To report, my cell phone from a PRI gets same confidence level just like
SIP. Building my control app now. Should make my life much easier while
driving. Thanks again 🙂

-Bruce
Bruce B says:

January 7, 2012 at 3:34 am

Added two new features to the script: Timeout value and speechdata type.

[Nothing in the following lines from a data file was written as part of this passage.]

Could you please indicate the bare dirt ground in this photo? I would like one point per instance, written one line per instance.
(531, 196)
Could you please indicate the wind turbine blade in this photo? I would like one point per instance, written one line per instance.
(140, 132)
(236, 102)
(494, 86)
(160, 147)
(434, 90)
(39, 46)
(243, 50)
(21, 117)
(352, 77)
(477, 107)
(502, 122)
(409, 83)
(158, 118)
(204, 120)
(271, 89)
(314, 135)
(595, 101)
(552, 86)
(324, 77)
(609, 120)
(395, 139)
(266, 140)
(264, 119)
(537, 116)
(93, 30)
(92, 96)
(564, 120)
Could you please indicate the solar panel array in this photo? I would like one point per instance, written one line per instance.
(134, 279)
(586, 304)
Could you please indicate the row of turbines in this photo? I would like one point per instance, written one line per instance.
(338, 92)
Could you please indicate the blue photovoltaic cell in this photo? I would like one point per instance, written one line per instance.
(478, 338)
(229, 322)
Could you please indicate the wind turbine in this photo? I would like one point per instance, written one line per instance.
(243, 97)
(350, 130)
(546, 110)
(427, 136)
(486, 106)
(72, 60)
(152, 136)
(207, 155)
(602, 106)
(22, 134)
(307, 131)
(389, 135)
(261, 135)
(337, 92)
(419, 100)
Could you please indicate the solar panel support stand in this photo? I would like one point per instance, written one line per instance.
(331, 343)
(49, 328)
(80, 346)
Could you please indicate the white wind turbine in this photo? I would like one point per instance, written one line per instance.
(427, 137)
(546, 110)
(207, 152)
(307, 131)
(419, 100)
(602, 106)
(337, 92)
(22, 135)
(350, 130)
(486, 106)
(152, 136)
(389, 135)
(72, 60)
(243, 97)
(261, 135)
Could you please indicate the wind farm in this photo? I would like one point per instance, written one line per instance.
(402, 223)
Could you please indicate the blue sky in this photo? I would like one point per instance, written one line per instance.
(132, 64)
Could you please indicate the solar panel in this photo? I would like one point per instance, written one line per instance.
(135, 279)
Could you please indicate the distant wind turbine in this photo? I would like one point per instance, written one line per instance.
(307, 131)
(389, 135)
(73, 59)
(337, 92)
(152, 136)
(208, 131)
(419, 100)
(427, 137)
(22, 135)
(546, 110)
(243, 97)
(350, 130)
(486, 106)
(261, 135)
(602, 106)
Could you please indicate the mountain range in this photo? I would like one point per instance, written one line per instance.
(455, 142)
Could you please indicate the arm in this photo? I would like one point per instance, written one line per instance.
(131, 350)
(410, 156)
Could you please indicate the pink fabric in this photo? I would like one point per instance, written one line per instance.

*exten => s,n,agi(speech-recog.agi,en-US,3000,phoneNumb)*
– Will listen for 3 seconds and sanitize return as a single number without
any spaces in between. This helps when one reads phone number in format
415-554-2323 and google returns, “415 554 2323” as result which is not very
usable.

*exten => s,n,agi(speech-recog.agi,en-US,20000,string)*
– Will listen for 20 second and return result as provided by Google
untouched.

It would be great to see them in future versions as I seem to need them
dearly in a real life scenario.

Updated script attached.

-Bruce

speech-recog.agi
Lefteris Zafiris says:

January 7, 2012 at 8:22 am

Thank you Bruce for the testing and the suggestions.
Both features added in the script. Timeout can now be set by the user,
also -1 means no timeout and the recording keeps going till # is pressed.
Space gets stripped between digits, this is now the default behavior and
there’s no need to determine the ‘speechdata’ type.
The updated code can be found here:
https://github.com/zaf/asterisk-speech-recog/tarball/master

Next on my TODO list is to make use of the asterisk speech recognition
API (https://wiki.asterisk.org/wiki/display/AST/Speech+Recognition+API)
This will make the application actually usable for real case scenarios
and not a proof of concept as it is now.
"Danny Nicholas" says:

January 12, 2012 at 11:50 am

Two more “offerings” – #1 – add DTMF parameter so function can be stopped by
pressing a digit or digits other than * or # – #2 – add an option to
“silence” the beep. If you were using this in an IVR and wanted to say
“press 1 or say help for help”, silencing the beep before recording would
(IMO) make the rendering sound more “professional”/less “mechanical”.
Lefteris Zafiris says:

January 12, 2012 at 3:49 pm

Both features added:
Bruce B says:

July 4, 2012 at 12:45 pm

Hey Zaf,

Just checking the Google Speech Recognition package again and I can’t see
WolframAlpha.agi file. I check all of your projects on Git hub but can’t find wolframalpha.agi. Please let us know what the URL is.

Thanks,
Bruce
Lefteris Zafiris says:

July 4, 2012 at 2:08 pm

It is under the folder samples/wolfram/

https://github.com/zaf/asterisk-speech-recog/tree/master/samples/wolfram

————–
Brian Knep says:

January 4, 2012 at 12:21 pm

Currently I have seen that most trusted speech system with asterisk is Lumenvox but as it is not free so hoping Google speech engine is a nice way of doing speech recognition. I have also tried this but I hear only silence when agi is launched, and looks like it is stuck. Nothing happens if I press # or any button, until I hangup and agi script exis. I am working to resolve this and will update accordingly. Any one, any idea about this?